Tuesday, March 8, 2022

SLICE #8: I meant to get my reports written....


I am a literacy coach at a K-8 school. As such, I spend a lot of time in classrooms, which I love. I am really good about visiting their classrooms often. I am really good about jumping in and co-teaching or modeling or cleaning up or stapling or whatever they need. I am really good about sending teachers encouraging emails about the great things I saw in their classrooms. One thing I am really NOT good about doing is filling out the endless reports that my district seems to require. No matter how hard I try, I seem to always be more than a little behind. 

This week, we started the third trimester of the school year. And I told myself, after a grueling week of trying to catch up, that I was absolutely going to keep on my observations and reports. And so this afternoon, I went into kindergarten, with absolutely great intentions. 

Only it didn't go so well. 

First there was the pencil incident. I usually sit in approximately the same place in the classroom, next to a little guy who is a selective mute. We are great friends, and we communicate well, but I have never actually heard him say a word. Not one. Until today that is. 

We were sitting on the rug, doing a writing activity. He had a pencil in his hand. And then another little friend came up, insisting that he had her pencil. NO! He declared loudly. And I was more than surprised to hear words come out of his mouth. Usually it's just gestures. I decided I had better help resolve the issue. 

I guess it's entirely possible that he did have her pencil. They were both yellow #2 pencils, with no distinguishing features. They even both had erasers. She was insistent though, that he had hers. It turns out hers was longer, by at least half an inch. And, according to her, it had more words inside of it. I am not one to argue with the logic of a five-year-old, so I found another long pencil, put the shorter pencil in the can, and went back to my observation. 

But then there was the hair-cutting incident. Just after I had resolved the pencil problem, another little girl came up to me. One of her table mates was cutting hair. "His hair?" I asked. "Or yours?" 

"No his, it's black," said my little tow-headed friend. 

And sure enough, when I went to the table, there was someone with a big hunk of hair in his hand. And it was black. 

"Are you cutting your hair?" I asked, pretty sure, given the chunk of hair in his hand and the chunk that appearing missing from his bangs, that he had in fact, been cutting hair. 

I hadn't even quite resolved that one when the next excitement came up. 

One of the little girls rushed up behind me. "Dr. Carol, you have to come. C. had an accident. In the bathroom." I rush across the room thinking there might be blood, but there was no blood. Just a big puddle. C had wet her pants.  I got her dried off as best as I could and took her to the office. On the way down there, almost a city block away, I got the scoop. This was her second time wetting her pants. It kind of feels funny to walk in wet pants. Did I think the office would have any dry shoes in her size?

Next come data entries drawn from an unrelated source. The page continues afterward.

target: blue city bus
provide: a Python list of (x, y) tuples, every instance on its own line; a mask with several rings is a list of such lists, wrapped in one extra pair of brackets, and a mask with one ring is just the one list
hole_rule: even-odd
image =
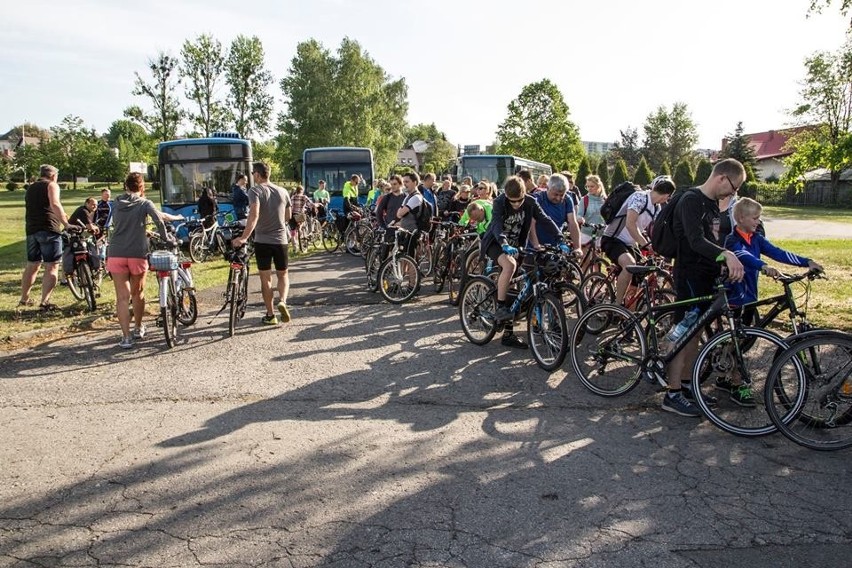
[(231, 188), (238, 173), (246, 174), (251, 185), (251, 163), (251, 141), (235, 132), (161, 142), (157, 147), (155, 177), (163, 211), (195, 217), (202, 188), (212, 187), (220, 214), (230, 219), (234, 209)]
[(472, 156), (459, 156), (452, 168), (453, 177), (461, 181), (465, 176), (473, 178), (473, 183), (485, 178), (497, 184), (498, 189), (503, 189), (506, 178), (521, 170), (529, 170), (535, 179), (541, 174), (550, 176), (553, 169), (548, 164), (519, 158), (517, 156), (496, 154), (474, 154)]
[(353, 174), (361, 177), (358, 185), (361, 203), (366, 202), (373, 187), (373, 151), (369, 148), (307, 148), (302, 153), (301, 166), (305, 193), (313, 197), (320, 180), (325, 180), (332, 209), (343, 209), (343, 184)]

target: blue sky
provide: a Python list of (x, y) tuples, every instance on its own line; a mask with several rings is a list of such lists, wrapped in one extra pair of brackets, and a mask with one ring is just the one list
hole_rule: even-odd
[(524, 85), (562, 91), (584, 140), (614, 141), (658, 105), (686, 102), (699, 146), (789, 123), (803, 61), (836, 50), (848, 20), (809, 0), (599, 2), (503, 0), (27, 0), (0, 21), (0, 131), (76, 114), (99, 132), (121, 118), (158, 51), (211, 33), (257, 35), (275, 77), (309, 38), (334, 51), (357, 40), (409, 87), (410, 123), (434, 122), (456, 144), (488, 144)]

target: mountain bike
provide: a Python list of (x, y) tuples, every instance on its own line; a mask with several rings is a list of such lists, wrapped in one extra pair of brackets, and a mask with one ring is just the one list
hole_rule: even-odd
[(177, 243), (164, 242), (157, 238), (151, 238), (151, 248), (148, 254), (148, 269), (157, 274), (157, 300), (160, 305), (157, 326), (163, 328), (166, 346), (172, 348), (177, 342), (177, 324), (181, 305), (177, 283), (178, 266), (180, 266), (179, 249)]
[[(63, 272), (65, 284), (77, 300), (85, 300), (90, 312), (97, 309), (97, 296), (103, 280), (104, 268), (98, 248), (91, 236), (84, 235), (82, 227), (69, 226), (62, 236)], [(93, 265), (97, 267), (93, 270)], [(70, 268), (70, 270), (68, 270)], [(97, 274), (97, 276), (95, 276)]]
[(338, 217), (340, 217), (341, 214), (342, 213), (338, 209), (329, 209), (325, 222), (322, 224), (320, 240), (322, 241), (323, 248), (327, 252), (336, 251), (340, 248), (340, 243), (343, 241), (343, 235), (340, 234), (340, 230), (337, 227)]
[(382, 261), (377, 276), (379, 292), (392, 304), (403, 304), (420, 289), (420, 271), (417, 263), (405, 254), (403, 241), (412, 238), (412, 233), (396, 228), (391, 253)]
[(229, 263), (228, 283), (225, 285), (225, 303), (219, 308), (228, 310), (228, 337), (233, 337), (237, 322), (246, 314), (248, 305), (249, 256), (245, 247), (233, 249), (225, 254)]
[(189, 256), (193, 262), (206, 262), (212, 256), (224, 253), (225, 249), (225, 236), (216, 215), (208, 215), (189, 236)]

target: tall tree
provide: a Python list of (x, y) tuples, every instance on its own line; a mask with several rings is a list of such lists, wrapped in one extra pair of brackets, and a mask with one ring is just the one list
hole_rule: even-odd
[(372, 148), (376, 171), (389, 172), (403, 145), (408, 87), (392, 80), (357, 41), (344, 38), (336, 54), (316, 40), (296, 46), (281, 80), (279, 160), (285, 169), (314, 146)]
[(619, 130), (618, 133), (621, 139), (610, 148), (610, 161), (615, 163), (616, 160), (621, 158), (630, 168), (635, 168), (642, 158), (639, 130), (628, 126), (627, 130)]
[(710, 179), (710, 174), (712, 172), (713, 164), (711, 164), (710, 160), (707, 158), (702, 158), (701, 161), (698, 162), (698, 167), (695, 168), (695, 185), (701, 185)]
[(438, 130), (435, 123), (415, 124), (406, 129), (404, 146), (408, 147), (417, 140), (428, 144), (423, 153), (423, 171), (446, 171), (450, 162), (456, 157), (458, 148), (450, 144), (447, 135)]
[(91, 173), (106, 144), (94, 130), (83, 126), (82, 118), (70, 114), (58, 126), (51, 128), (51, 133), (51, 140), (58, 144), (61, 156), (54, 165), (71, 174), (74, 189), (77, 189), (77, 178)]
[(600, 163), (598, 164), (598, 177), (601, 178), (601, 182), (604, 187), (609, 187), (609, 166), (606, 163), (606, 158), (602, 157)]
[(201, 34), (194, 42), (186, 40), (180, 55), (180, 75), (186, 98), (195, 103), (197, 109), (197, 112), (187, 113), (187, 118), (204, 136), (224, 130), (229, 113), (217, 95), (225, 71), (222, 44), (211, 35)]
[(612, 188), (616, 188), (622, 183), (628, 181), (630, 176), (627, 173), (627, 164), (622, 159), (615, 161), (615, 167), (612, 169)]
[[(589, 164), (589, 156), (583, 155), (583, 159), (580, 160), (580, 165), (577, 167), (577, 173), (574, 175), (574, 183), (577, 184), (577, 187), (585, 189), (586, 176), (590, 173), (592, 173), (592, 166)], [(581, 191), (581, 193), (585, 193), (585, 191)]]
[(689, 160), (681, 160), (677, 163), (672, 181), (674, 181), (675, 187), (692, 187), (695, 183), (695, 174)]
[(819, 125), (788, 141), (794, 152), (786, 160), (782, 179), (801, 187), (801, 176), (825, 168), (836, 199), (843, 170), (852, 167), (852, 34), (836, 53), (817, 52), (805, 60), (806, 78), (799, 92), (801, 103), (793, 118)]
[(257, 36), (237, 36), (225, 61), (228, 106), (234, 128), (243, 138), (272, 129), (272, 74), (265, 69), (263, 44)]
[(660, 105), (649, 114), (643, 126), (645, 132), (643, 155), (654, 170), (662, 168), (663, 161), (676, 164), (691, 157), (698, 142), (698, 130), (686, 103), (674, 103), (669, 111)]
[(725, 146), (719, 153), (719, 157), (722, 159), (734, 158), (739, 160), (742, 165), (748, 164), (754, 168), (757, 162), (757, 153), (751, 146), (751, 137), (743, 134), (742, 121), (737, 123), (733, 134), (728, 134), (725, 137)]
[(645, 156), (642, 156), (639, 160), (639, 165), (636, 166), (636, 171), (633, 173), (633, 183), (646, 187), (653, 179), (654, 172), (652, 172), (651, 168), (648, 167), (648, 162), (645, 160)]
[(570, 119), (562, 93), (549, 79), (525, 86), (507, 110), (497, 127), (501, 153), (548, 164), (566, 159), (576, 164), (584, 155), (580, 131)]
[(661, 176), (671, 176), (672, 175), (672, 167), (669, 165), (668, 159), (663, 160), (663, 165), (660, 166), (659, 175), (661, 175)]
[(156, 59), (148, 60), (148, 69), (153, 82), (148, 83), (135, 73), (133, 94), (146, 97), (154, 112), (145, 113), (140, 107), (131, 106), (124, 115), (148, 128), (158, 140), (169, 140), (176, 136), (183, 114), (175, 93), (180, 83), (178, 60), (161, 51)]
[[(827, 8), (830, 5), (831, 0), (811, 0), (810, 8), (808, 8), (808, 16), (811, 13), (820, 14), (823, 8)], [(841, 0), (840, 13), (845, 16), (849, 13), (850, 9), (852, 9), (852, 0)], [(852, 28), (852, 21), (849, 22), (849, 27)]]

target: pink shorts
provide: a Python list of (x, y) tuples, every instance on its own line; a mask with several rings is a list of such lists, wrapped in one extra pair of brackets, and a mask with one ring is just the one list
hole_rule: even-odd
[(106, 261), (106, 269), (111, 274), (145, 274), (148, 271), (148, 259), (109, 256)]

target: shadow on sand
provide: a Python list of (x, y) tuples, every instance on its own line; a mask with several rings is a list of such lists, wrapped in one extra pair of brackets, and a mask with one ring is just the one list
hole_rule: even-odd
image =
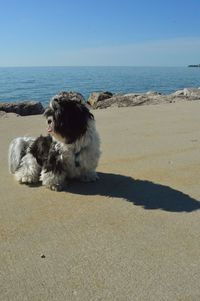
[(171, 187), (145, 180), (135, 180), (120, 174), (98, 173), (95, 183), (70, 181), (66, 192), (81, 195), (102, 195), (123, 198), (144, 209), (170, 212), (192, 212), (200, 209), (200, 202)]

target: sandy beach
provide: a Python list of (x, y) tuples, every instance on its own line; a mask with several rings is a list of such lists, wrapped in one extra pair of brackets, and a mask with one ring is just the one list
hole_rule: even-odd
[(8, 173), (10, 141), (44, 118), (0, 118), (0, 299), (200, 300), (200, 102), (94, 115), (100, 180), (62, 192)]

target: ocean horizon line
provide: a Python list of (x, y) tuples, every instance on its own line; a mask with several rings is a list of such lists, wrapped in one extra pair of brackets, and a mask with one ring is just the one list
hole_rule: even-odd
[(0, 68), (184, 68), (188, 65), (181, 66), (145, 66), (145, 65), (36, 65), (36, 66), (0, 66)]

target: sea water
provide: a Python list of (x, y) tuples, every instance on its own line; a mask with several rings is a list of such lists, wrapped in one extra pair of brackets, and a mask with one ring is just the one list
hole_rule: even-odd
[(60, 91), (88, 98), (94, 91), (169, 94), (200, 87), (200, 68), (188, 67), (1, 67), (0, 102), (41, 101)]

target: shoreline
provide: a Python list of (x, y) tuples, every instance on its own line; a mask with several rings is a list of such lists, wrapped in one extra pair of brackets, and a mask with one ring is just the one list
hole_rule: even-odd
[[(156, 91), (146, 93), (117, 93), (103, 91), (92, 92), (86, 100), (79, 92), (69, 92), (77, 101), (86, 103), (90, 109), (106, 109), (108, 107), (132, 107), (143, 105), (158, 105), (163, 103), (177, 103), (183, 101), (200, 101), (199, 88), (184, 88), (170, 94)], [(4, 113), (16, 113), (20, 116), (43, 114), (45, 107), (38, 101), (0, 102), (0, 117)]]

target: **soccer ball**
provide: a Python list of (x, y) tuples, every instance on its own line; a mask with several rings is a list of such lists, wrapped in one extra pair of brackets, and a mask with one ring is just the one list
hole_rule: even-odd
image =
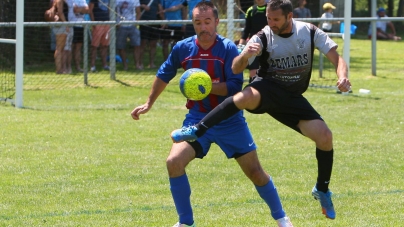
[(181, 75), (180, 90), (189, 100), (202, 100), (206, 98), (212, 90), (212, 79), (209, 74), (202, 69), (188, 69)]

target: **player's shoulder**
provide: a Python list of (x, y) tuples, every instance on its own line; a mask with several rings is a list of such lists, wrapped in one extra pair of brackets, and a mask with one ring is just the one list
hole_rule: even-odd
[(194, 46), (195, 45), (195, 40), (196, 40), (196, 35), (190, 36), (188, 38), (182, 39), (180, 41), (177, 41), (175, 46), (179, 48), (189, 48), (189, 46)]
[(217, 43), (221, 43), (225, 48), (237, 48), (236, 44), (232, 40), (219, 34), (216, 36), (216, 41)]
[(254, 10), (254, 5), (248, 7), (247, 11), (245, 11), (245, 14), (249, 14)]
[(299, 20), (293, 20), (293, 23), (294, 23), (297, 31), (304, 30), (304, 29), (306, 29), (306, 30), (311, 30), (311, 29), (316, 30), (317, 29), (317, 26), (312, 23), (299, 21)]

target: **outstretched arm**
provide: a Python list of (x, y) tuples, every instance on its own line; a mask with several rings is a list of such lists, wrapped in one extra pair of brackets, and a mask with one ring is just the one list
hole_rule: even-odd
[(131, 116), (134, 120), (139, 120), (140, 114), (147, 113), (153, 106), (154, 102), (157, 100), (161, 92), (164, 91), (166, 88), (167, 83), (161, 80), (160, 78), (156, 77), (153, 82), (153, 86), (150, 90), (149, 98), (147, 99), (146, 103), (136, 107), (132, 110)]
[(326, 57), (334, 65), (338, 76), (337, 87), (342, 92), (351, 90), (351, 82), (348, 79), (348, 67), (345, 60), (338, 54), (334, 47), (326, 54)]

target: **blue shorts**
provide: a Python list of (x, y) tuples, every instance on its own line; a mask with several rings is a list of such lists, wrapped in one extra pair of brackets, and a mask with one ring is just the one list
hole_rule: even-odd
[[(204, 116), (205, 114), (188, 113), (183, 127), (197, 124)], [(212, 143), (216, 143), (227, 158), (237, 158), (257, 149), (241, 111), (207, 130), (195, 142), (190, 142), (194, 149), (201, 148), (195, 149), (197, 158), (206, 156)]]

And so, I really meant to do my observation, but kindergarten life just kind of got in the way. 


Jean said...

This is so perfect, and this is why you love what you do. Thank you for doing these slices. I so look forward to them!

Ramona said...

My day of errands, a doctor appointment, a visit to the library, and a walk before an evening Zoom seems lame in comparison to yours. But there was one moment of serendipity! I discovered two monster cookies in the freezer from Christmas while I was clearing space for two big packages of chicken tenders.
And reports were the bane of my teaching life! I haven't missed them one bit! The kids, yes! Reports, never!

Carol Varsalona said...

Carol, your slice unfolded as a delightful one. Well, not the report-making but the kinder stories. How can you sink your teeth (brain) into paperwork when little ones need assistance? Life as a coach is a busy job so keep on doing what we need from teachers, kidwatching, patience, and a caring heart.

Elisabeth Ellington said...

Oh kindergarten! What a different beast you are. I cannot imagine trying to keep up with all of the different needs and energies of a kindergarten class! No wonder you didn't get your reports written. I am sure that kindergarten teachers can't imagine dealing with the sarcasm and disengagement of a group of seniors (my classroom sweet spot) either!